Policy-driven carbon sink enhancement in dryland cities: a case study of Urumqi, a core city on China’s New Silk Road
摘要
This study investigates the spatiotemporal evolution of carbon sources/sinks in arid urban ecosystems through Net Ecosystem Productivity (NEP) analysis, aiming to reconcile urban expansion with ecological conservation in Urumqi, a core city on China’s Silk Road Economic Belt. Combining multi-source remote sensing data (MODIS, Landsat, NPP-VIIRS) with socioeconomic datasets, we developed a hybrid framework integrating CASA model and soil respiration algorithms to quantify NEP dynamics in Urumqi City (2005–2020). Machine learning approaches (Random Forest) and spatial econometric models were applied to identify dominant drivers, with particular focus on policy-induced land use/cover change (LUCC).
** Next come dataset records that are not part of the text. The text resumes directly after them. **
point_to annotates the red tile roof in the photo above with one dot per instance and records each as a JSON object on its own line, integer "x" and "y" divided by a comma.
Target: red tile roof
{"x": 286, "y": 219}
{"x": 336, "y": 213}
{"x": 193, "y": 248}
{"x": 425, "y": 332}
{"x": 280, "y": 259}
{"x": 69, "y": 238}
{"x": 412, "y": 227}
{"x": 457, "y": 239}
Three key findings emerge: (1) NEP exhibited 15-year cumulative growth (+ 27.3%), with carbon sink hotspots concentrating in ecologically restored southern suburbs (910.14 g C m⁻² yr⁻¹), contrasting with carbon source clusters in northern industrial zones (-19.68 g C m⁻² yr⁻¹); (2) Following the 2010 ecological redline policies, localized improvements in carbon sequestration capacity were detected (average enhancement approximately 18.9% in high-response zones), although the overall NEP trend remained statistically stable across most of the study area (non-significant in > 95% of pixels). These results indicate that policy-induced LUCC facilitated spatially concentrated carbon sink strengthening rather than a citywide enhancement. (3) Random Forest modeling revealed LUCC as the predominant driver (18.36% importance), outweighing climate factors (precipitation: 12.7%, temperature: 9.4%) and socioeconomic parameters (NSL < 5%). Our findings challenge the urbanization-carbon loss paradigm by demonstrating targeted land use optimization as an effective policy instrument for dryland cities. The machine learning-enhanced framework provides transferable methodology for SDG 11 (Sustainable Cities) monitoring in arid regions.